In a series of studies, we have been investigating structure-function relationships in the tendon matrix, to identify the properties that facilitate energy storage in tendons, and to ascertain how loss of the specialist properties may lead to increased injury risk. We have identified particular specialisation of the tendon structure at one hierarchical level of the tissue - the fascicles and their surrounding matrix (the interfascicular matrix; IFM). For healthy tendon function, the IFM must be extensible and elastic to enable sliding between fascicles. These findings are exciting, as they suggest that treatments focused towards maintaining or returning IFM function may offer prophylactic or effective injury management solutions for tendinopathy.

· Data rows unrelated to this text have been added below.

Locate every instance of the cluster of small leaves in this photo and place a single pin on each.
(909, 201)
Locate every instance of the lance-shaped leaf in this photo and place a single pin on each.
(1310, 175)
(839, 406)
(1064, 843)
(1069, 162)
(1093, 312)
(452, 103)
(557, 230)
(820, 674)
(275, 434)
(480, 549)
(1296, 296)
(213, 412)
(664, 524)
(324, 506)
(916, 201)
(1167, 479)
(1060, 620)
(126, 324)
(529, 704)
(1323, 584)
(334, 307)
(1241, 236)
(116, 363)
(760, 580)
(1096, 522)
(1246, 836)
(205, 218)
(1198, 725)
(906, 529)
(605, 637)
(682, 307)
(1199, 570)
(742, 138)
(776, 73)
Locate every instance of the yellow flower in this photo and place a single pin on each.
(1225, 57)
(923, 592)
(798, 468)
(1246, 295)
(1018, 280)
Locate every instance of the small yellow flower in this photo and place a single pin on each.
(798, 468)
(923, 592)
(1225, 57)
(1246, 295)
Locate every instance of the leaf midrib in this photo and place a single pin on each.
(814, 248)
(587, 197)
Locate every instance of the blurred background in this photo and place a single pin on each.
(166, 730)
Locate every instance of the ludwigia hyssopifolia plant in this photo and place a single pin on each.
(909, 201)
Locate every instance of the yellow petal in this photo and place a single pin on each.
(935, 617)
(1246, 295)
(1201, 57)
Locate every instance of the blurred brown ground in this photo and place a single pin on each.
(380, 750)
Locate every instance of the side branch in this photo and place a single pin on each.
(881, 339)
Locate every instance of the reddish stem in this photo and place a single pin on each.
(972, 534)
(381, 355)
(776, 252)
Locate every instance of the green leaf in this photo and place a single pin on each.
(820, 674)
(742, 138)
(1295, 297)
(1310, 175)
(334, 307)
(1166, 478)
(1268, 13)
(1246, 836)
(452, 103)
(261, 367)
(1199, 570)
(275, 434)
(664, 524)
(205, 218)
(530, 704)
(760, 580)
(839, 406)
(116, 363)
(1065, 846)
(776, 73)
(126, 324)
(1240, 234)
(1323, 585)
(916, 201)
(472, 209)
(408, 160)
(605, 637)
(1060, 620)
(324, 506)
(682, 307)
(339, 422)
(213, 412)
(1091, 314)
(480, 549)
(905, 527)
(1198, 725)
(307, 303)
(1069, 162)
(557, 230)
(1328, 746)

TRB Chemedica manufacture a Sodium Hyaluronate-based injectable treatment (Ostenil Tendon™) already licensed for use in the U.K. for treating tendon injuries. Currently the treatment is injected into the sheath or paratenon surrounding a tendon, to help lubricate global tendon movement and reduce inflammation. However, we hypothesise that if Sodium Hyaluronate is injected directly into the IFM region, it might be able to more specifically lubricate IFM sliding, and improve local tendon mechanics to prevent tendon injury, or reverse the increased IFM stiffness seen in injury and facilitate recovery.
This project , in collaboration with TRB Chemedica (UK) Ltd, will investigate how Sodium Hyaluronate (Ostenil Tendon™) influences local tendon mechanics in young and old, healthy and injured tendons, and elucidate how the use of Ostenil Tendon™ may impact on tendon injury resistance.